Detection of Verticillium infection in cotton leaves using ATR-FTIR spectroscopy coupled with machine learning algorithms.

机构信息

Huzhou Key Laboratory of Green Energy Materials and Battery Cascade Utilization, School of Intelligent Manufacturing, Huzhou College, Huzhou 313000, China.

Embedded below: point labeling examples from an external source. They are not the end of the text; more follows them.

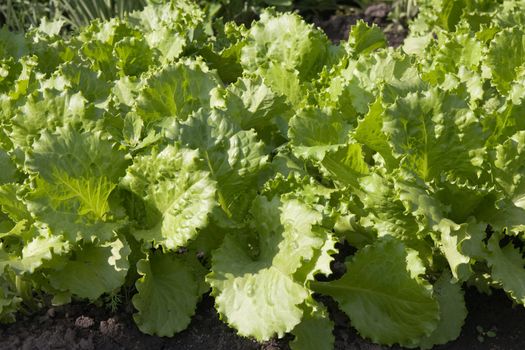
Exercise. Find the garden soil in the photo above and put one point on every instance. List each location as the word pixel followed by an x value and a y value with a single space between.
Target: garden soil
pixel 493 322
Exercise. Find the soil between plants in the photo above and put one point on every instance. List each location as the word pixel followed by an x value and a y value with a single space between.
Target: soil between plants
pixel 85 326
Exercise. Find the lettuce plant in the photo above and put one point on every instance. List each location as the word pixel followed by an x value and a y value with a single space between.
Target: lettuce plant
pixel 143 153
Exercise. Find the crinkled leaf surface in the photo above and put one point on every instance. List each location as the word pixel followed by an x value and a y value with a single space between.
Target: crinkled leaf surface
pixel 384 296
pixel 167 296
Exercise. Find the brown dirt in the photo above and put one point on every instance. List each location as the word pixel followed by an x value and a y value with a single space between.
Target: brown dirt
pixel 83 326
pixel 337 26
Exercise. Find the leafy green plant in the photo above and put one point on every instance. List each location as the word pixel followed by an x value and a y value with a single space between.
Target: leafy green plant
pixel 146 152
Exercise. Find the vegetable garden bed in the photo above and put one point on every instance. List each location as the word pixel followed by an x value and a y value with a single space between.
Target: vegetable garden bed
pixel 307 191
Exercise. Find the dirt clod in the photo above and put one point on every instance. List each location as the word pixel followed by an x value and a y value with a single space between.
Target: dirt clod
pixel 84 322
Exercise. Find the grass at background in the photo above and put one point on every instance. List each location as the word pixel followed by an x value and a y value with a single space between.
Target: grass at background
pixel 19 15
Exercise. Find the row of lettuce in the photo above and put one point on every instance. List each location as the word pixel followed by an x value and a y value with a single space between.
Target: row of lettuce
pixel 149 155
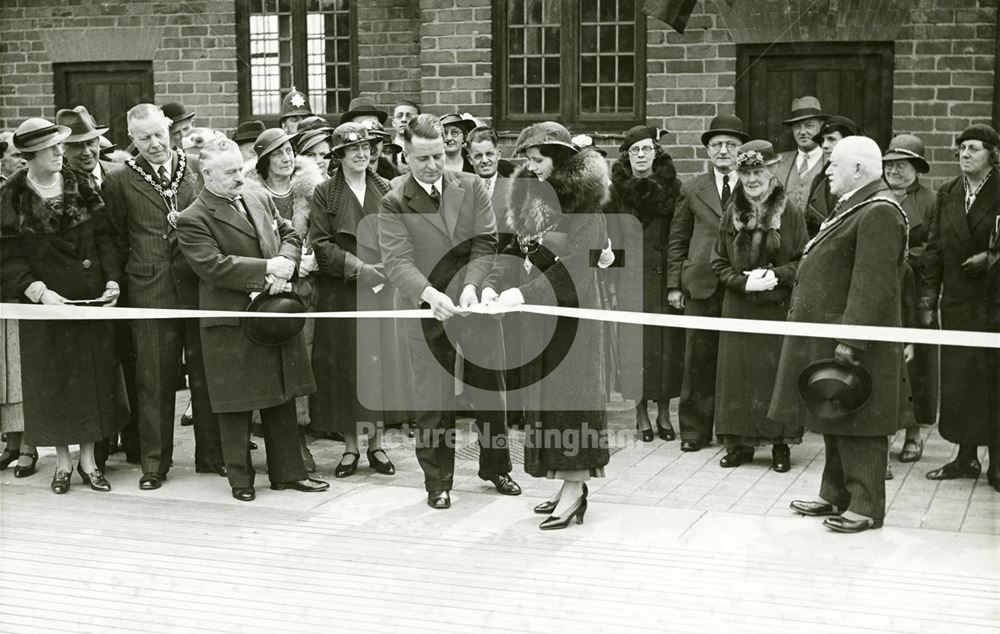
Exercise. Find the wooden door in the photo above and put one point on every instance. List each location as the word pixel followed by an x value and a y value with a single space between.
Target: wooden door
pixel 850 79
pixel 107 89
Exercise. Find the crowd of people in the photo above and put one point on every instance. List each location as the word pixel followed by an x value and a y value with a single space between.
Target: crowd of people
pixel 427 213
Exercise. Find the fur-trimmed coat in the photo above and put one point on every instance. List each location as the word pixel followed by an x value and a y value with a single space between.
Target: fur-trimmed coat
pixel 650 359
pixel 559 222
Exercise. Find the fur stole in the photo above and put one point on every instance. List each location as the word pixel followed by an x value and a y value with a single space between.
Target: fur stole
pixel 305 177
pixel 757 226
pixel 30 214
pixel 579 186
pixel 646 198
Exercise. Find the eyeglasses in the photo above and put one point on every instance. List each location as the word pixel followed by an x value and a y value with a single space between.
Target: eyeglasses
pixel 636 150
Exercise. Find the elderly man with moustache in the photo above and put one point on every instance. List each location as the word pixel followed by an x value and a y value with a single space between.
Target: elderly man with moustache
pixel 851 273
pixel 238 245
pixel 145 199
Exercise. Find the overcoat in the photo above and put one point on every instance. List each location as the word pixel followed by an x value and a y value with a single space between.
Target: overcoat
pixel 851 273
pixel 955 236
pixel 567 210
pixel 229 255
pixel 770 237
pixel 651 359
pixel 70 379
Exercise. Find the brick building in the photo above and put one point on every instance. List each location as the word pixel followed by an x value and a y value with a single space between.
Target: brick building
pixel 921 66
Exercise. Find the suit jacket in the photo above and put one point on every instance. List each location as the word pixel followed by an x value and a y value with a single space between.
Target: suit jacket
pixel 425 246
pixel 693 231
pixel 157 274
pixel 229 255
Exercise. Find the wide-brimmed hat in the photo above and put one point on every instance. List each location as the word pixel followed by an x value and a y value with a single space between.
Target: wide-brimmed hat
pixel 272 332
pixel 295 104
pixel 833 391
pixel 544 133
pixel 80 123
pixel 270 140
pixel 466 124
pixel 805 108
pixel 248 131
pixel 36 134
pixel 725 124
pixel 907 147
pixel 176 112
pixel 836 123
pixel 754 154
pixel 363 105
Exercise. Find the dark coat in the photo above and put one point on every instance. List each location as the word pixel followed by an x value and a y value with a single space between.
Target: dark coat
pixel 693 231
pixel 962 298
pixel 158 275
pixel 570 202
pixel 651 359
pixel 851 273
pixel 771 237
pixel 71 382
pixel 230 258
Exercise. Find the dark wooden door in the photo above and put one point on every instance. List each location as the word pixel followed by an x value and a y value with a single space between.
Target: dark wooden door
pixel 107 89
pixel 851 79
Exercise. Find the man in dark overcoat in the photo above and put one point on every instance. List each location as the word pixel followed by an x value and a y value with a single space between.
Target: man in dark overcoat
pixel 955 281
pixel 851 274
pixel 144 199
pixel 692 284
pixel 432 226
pixel 238 245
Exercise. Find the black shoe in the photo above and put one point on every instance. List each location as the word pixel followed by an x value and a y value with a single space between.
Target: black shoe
pixel 95 479
pixel 244 494
pixel 813 509
pixel 843 525
pixel 385 468
pixel 217 469
pixel 24 472
pixel 781 458
pixel 957 469
pixel 347 469
pixel 736 456
pixel 439 499
pixel 151 481
pixel 60 481
pixel 503 483
pixel 309 485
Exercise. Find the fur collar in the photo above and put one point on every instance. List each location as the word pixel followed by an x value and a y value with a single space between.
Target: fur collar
pixel 647 198
pixel 579 186
pixel 305 177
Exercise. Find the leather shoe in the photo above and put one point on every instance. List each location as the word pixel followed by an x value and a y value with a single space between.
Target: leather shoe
pixel 309 485
pixel 439 499
pixel 957 469
pixel 218 469
pixel 813 509
pixel 244 494
pixel 503 482
pixel 736 456
pixel 912 451
pixel 843 525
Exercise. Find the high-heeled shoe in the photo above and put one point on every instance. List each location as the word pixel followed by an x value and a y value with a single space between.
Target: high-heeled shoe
pixel 24 472
pixel 8 457
pixel 577 511
pixel 95 479
pixel 546 507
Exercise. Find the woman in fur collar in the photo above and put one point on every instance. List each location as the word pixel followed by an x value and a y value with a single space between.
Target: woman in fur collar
pixel 756 255
pixel 554 210
pixel 651 360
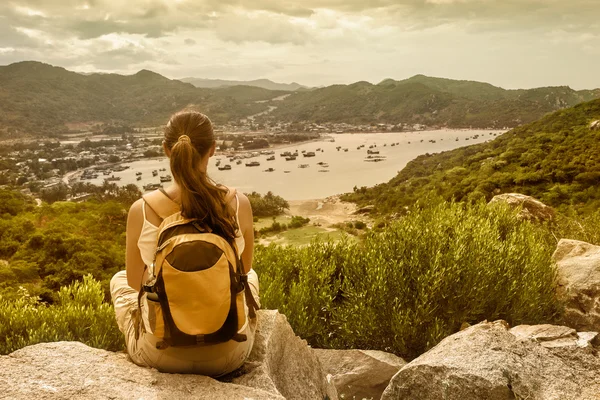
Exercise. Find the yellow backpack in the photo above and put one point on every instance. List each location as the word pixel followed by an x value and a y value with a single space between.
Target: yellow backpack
pixel 196 291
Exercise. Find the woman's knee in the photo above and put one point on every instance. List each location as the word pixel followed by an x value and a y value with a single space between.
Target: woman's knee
pixel 119 285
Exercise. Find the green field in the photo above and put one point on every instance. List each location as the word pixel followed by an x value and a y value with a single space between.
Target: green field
pixel 299 236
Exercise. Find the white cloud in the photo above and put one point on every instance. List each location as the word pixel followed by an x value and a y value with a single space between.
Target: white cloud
pixel 514 43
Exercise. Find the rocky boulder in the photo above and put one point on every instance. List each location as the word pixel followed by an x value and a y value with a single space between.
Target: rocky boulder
pixel 530 209
pixel 578 265
pixel 488 361
pixel 281 366
pixel 359 374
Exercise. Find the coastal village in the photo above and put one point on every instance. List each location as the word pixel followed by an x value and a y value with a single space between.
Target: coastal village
pixel 86 156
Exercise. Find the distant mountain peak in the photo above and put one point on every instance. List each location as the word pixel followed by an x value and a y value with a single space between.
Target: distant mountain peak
pixel 261 83
pixel 147 74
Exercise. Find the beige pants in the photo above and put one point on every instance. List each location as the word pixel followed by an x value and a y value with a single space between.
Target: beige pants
pixel 215 360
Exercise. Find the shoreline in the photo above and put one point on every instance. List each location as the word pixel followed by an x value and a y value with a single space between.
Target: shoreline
pixel 11 141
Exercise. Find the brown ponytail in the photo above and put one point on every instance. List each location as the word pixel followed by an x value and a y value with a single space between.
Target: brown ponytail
pixel 189 137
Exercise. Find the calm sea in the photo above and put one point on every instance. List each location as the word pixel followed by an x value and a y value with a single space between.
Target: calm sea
pixel 345 169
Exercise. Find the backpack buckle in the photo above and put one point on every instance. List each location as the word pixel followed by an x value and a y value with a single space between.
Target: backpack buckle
pixel 148 288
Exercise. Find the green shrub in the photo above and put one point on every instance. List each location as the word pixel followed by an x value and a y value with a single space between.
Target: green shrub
pixel 415 282
pixel 80 314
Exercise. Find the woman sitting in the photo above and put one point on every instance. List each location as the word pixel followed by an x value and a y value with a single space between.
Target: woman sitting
pixel 189 143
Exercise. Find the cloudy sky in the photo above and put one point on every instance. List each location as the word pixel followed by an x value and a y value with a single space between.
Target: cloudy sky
pixel 509 43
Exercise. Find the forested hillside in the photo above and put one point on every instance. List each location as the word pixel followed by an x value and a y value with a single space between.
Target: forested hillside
pixel 38 98
pixel 555 159
pixel 429 101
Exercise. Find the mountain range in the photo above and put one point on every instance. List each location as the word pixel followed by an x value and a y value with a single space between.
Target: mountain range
pixel 554 159
pixel 429 101
pixel 39 99
pixel 261 83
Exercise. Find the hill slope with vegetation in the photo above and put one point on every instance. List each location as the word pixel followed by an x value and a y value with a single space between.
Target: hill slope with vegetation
pixel 554 159
pixel 429 101
pixel 39 98
pixel 261 83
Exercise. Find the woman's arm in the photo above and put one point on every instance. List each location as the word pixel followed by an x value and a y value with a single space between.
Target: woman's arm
pixel 247 229
pixel 133 259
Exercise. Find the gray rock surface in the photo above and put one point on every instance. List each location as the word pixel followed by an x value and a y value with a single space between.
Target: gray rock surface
pixel 531 209
pixel 281 366
pixel 578 265
pixel 487 362
pixel 554 336
pixel 359 374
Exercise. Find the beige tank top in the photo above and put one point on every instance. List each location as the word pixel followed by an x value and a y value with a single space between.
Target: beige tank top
pixel 149 235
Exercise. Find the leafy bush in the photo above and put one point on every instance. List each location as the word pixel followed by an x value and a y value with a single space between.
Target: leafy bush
pixel 276 227
pixel 80 314
pixel 415 282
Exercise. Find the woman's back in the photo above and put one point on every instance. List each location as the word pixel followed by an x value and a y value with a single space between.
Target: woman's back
pixel 189 143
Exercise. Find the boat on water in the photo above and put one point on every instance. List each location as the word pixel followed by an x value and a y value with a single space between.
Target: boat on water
pixel 152 186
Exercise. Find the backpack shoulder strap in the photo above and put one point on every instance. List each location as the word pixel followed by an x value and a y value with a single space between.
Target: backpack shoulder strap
pixel 230 195
pixel 161 203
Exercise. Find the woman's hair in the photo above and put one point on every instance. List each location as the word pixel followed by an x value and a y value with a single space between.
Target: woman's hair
pixel 189 137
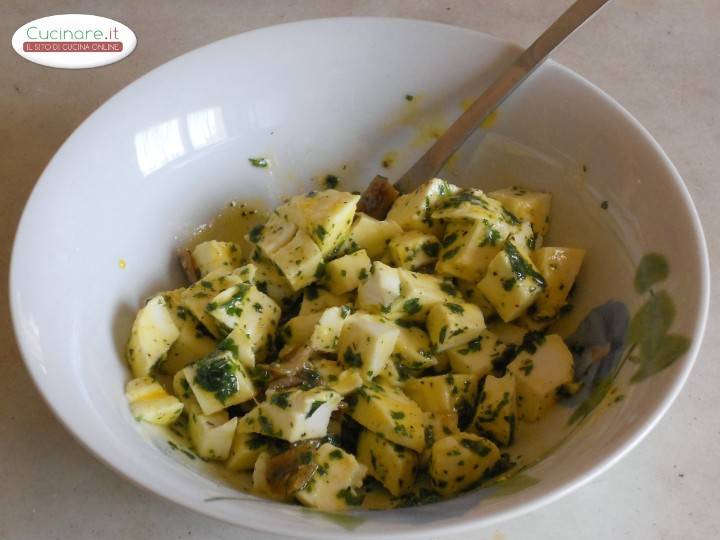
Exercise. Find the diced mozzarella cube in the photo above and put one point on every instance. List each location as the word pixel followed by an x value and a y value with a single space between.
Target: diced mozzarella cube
pixel 539 374
pixel 326 216
pixel 419 293
pixel 152 335
pixel 459 461
pixel 335 376
pixel 345 273
pixel 453 324
pixel 217 382
pixel 213 255
pixel 293 415
pixel 469 246
pixel 371 235
pixel 273 235
pixel 414 250
pixel 366 343
pixel 149 402
pixel 211 434
pixel 512 282
pixel 198 295
pixel 317 299
pixel 389 413
pixel 326 335
pixel 245 449
pixel 394 466
pixel 477 356
pixel 496 411
pixel 300 261
pixel 377 293
pixel 559 267
pixel 333 485
pixel 413 211
pixel 193 341
pixel 413 349
pixel 298 330
pixel 531 206
pixel 443 393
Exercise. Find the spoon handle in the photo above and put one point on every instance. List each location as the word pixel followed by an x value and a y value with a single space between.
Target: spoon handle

Zhengzhou Research Base, State Key Laboratory of Cotton Biology, Zhengzhou University, Zhengzhou 450000, China.

出版信息

Spectrochim Acta A Mol Biomol Spectrosc. 2025 Jan 15;325:125127. doi: 10.1016/j.saa.2024.125127. Epub 2024 Sep 12.

Abstract

Verticillium wilt (VW) is a soil-borne vascular disease that affects upland cotton and is caused by Verticillium dahliae Kleb. A rapid and user-friendly early diagnostic technique is essential for the preventing and controlling VW disease. In this study, Fourier transform infrared (FTIR) spectroscopy with attenuated total reflectance (ATR) technology was used to detect VW infection in cotton leaves. About 1800 FTIR spectra were obtained from 348 cotton leaves. The cotton leaves were collected from three categories: VW group, infected group and control group (non-infected). The vibrational peak of chitins at 1558 cm was identified through mean and differential analysis of FTIR spectra as a criterion to differentiate the VW or infected group from the control group. Classification models were constructed using various machine learning algorithms. The support vector machines (SVM) model exhibited the highest predictive accuracy (>96 %) in each group and a total accuracy (>97 %) for the three groups. These results provide a new approach for detecting Verticillium infection in cotton leaves and shows a promising potential for the future applications of the method in plant science.

摘要

黄萎病(VW)是一种土传维管束病害,影响旱地棉花,由黄萎轮枝菌(Verticillium dahliae Kleb.)引起。快速且易于使用的早期诊断技术对于防治 VW 病至关重要。本研究采用傅里叶变换红外(FTIR)光谱技术与衰减全反射(ATR)技术检测棉花叶片中的 VW 感染。从 348 片棉花叶片中获得了约 1800 个 FTIR 光谱。棉花叶片取自 VW 组、感染组和对照组(未感染)三组。通过 FTIR 光谱的均值和差分分析,确定了几丁质在 1558cm处的振动峰作为区分 VW 或感染组与对照组的标准。使用各种机器学习算法构建分类模型。支持向量机(SVM)模型在每组中的预测准确率最高(>96%),三组的总准确率(>97%)。这些结果为检测棉花叶片中的黄萎病菌感染提供了一种新方法,并显示出该方法在植物科学未来应用中的广阔前景。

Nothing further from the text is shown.